Multislice forward modeling of coherent surface scattering imaging on surface and interfacial structures

Abstract

To study nanostructures on substrates, surface-sensitive reflection-geometry scattering techniques such as grazing incident small angle X-ray scattering are commonly used to yield an averaged statistical structural information of the surface sample. Grazing incidence geometry can probe the absolute three-dimensional structural morphology of the sample if a highly coherent beam is used. Coherent surface scattering imaging (CSSI) is a powerful yet non-invasive technique similar to coherent X-ray diffractive imaging (CDI) but performed at small angles and grazing-incidence reflection geometry.
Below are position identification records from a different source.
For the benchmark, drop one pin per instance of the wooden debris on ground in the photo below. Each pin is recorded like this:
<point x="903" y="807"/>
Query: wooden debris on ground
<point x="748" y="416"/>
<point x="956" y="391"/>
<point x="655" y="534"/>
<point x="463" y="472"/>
A challenge with CSSI is that conventional CDI reconstruction techniques cannot be directly applied to CSSI because the Fourier-transform-based forward models cannot reproduce the dynamical scattering phenomenon near the critical angle of total external reflection of the substrate-supported samples. To overcome this challenge, we have developed a multislice forward model which can successfully simulate the dynamical or multi-beam scattering generated from surface structures and the underlying substrate. The forward model is also demonstrated to be able to reconstruct an elongated 3D pattern from a single shot scattering image in the CSSI geometry through fast-performing CUDA-assisted PyTorch optimization with automatic differentiation.